You can do it the other way around too. To parse an encoded string, just call the “from_ical()” method, and it will return an instance of the corresponding Python type:
>>> vDatetime.from_ical('20050404T080000')
datetime.datetime(2005, 4, 4, 8, 0)
>>> dt = vDatetime.from_ical('20050404T080000Z')
>>> repr(dt)[:62]
'datetime.datetime(2005, 4, 4, 8, 0, tzinfo=<UTC>)'
You can also choose to use the decoded() method, which will return a decoded value directly:
>>> cal = Calendar()
>>> cal.add('dtstart', datetime(2005,4,4,8,0,0))
>>> cal['dtstart'].to_ical()
'20050404T080000'
>>> cal.decoded('dtstart')
datetime.datetime(2005, 4, 4, 8, 0)
Property parameters¶
Property parameters are automatically added, depending on the input value. For example, for date/time related properties, the value type and timezone identifier (if applicable) are automatically added here:
>>> event = Event()
>>> event.add('dtstart', datetime(2010, 10, 10, 10, 0, 0,
... tzinfo=pytz.timezone("Europe/Vienna")))
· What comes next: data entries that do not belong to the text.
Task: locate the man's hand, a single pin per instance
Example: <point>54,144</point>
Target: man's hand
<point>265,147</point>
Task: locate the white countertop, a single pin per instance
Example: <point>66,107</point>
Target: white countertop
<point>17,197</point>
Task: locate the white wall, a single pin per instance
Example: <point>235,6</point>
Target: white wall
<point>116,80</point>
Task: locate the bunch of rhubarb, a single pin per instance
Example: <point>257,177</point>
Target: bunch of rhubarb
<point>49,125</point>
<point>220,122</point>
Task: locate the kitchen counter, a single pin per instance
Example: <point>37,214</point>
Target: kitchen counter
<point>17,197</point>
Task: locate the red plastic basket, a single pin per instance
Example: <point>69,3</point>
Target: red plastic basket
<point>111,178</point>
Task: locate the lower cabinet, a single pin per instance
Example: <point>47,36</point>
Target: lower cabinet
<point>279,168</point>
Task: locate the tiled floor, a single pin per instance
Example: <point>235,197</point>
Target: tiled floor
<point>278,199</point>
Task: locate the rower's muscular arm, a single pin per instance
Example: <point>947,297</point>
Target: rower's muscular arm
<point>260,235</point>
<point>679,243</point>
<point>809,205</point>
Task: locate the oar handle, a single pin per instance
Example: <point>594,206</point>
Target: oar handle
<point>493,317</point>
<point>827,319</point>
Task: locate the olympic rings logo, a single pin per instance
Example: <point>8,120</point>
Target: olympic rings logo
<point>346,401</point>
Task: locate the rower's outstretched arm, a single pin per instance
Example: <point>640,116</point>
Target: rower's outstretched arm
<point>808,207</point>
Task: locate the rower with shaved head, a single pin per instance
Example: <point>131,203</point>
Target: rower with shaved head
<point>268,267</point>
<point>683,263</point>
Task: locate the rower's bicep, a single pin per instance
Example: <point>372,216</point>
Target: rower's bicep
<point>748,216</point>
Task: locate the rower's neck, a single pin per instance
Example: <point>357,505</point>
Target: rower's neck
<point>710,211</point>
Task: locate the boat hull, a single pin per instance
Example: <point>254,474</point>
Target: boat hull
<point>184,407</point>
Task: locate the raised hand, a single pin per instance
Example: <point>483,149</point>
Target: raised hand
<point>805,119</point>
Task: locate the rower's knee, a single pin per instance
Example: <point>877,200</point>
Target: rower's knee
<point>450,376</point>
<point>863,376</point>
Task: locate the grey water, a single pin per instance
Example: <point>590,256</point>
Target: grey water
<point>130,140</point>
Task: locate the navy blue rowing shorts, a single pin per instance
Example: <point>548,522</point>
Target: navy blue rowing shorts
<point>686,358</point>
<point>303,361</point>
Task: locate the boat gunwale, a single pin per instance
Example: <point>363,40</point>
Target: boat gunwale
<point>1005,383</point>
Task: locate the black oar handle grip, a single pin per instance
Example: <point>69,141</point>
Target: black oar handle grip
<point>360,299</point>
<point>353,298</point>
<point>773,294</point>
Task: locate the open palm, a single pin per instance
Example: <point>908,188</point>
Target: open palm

>>> lines = event.to_ical().splitlines()
>>> self.assertTrue(
... b"DTSTART;TZID=Europe/Vienna;VALUE=DATE-TIME:20101010T100000"
... in lines)
You can also add arbitrary property parameters by passing a parameters dictionary to the add method like so:
>>> event = Event()
>>> event.add('X-TEST-PROP', 'tryout.',
.... parameters={'prop1': 'val1', 'prop2': 'val2'})
>>> lines = event.to_ical().splitlines()
>>> self.assertTrue(b"X-TEST-PROP;PROP1=val1;PROP2=val2:tryout." in lines)
Example¶
Here is an example generating a complete iCal calendar file with a single event that can be loaded into the Mozilla calendar.
Init the calendar:
>>> cal = Calendar()
>>> from datetime import datetime
Some properties are required to be compliant:
>>> cal.add('prodid', '-//My calendar product//mxm.dk//')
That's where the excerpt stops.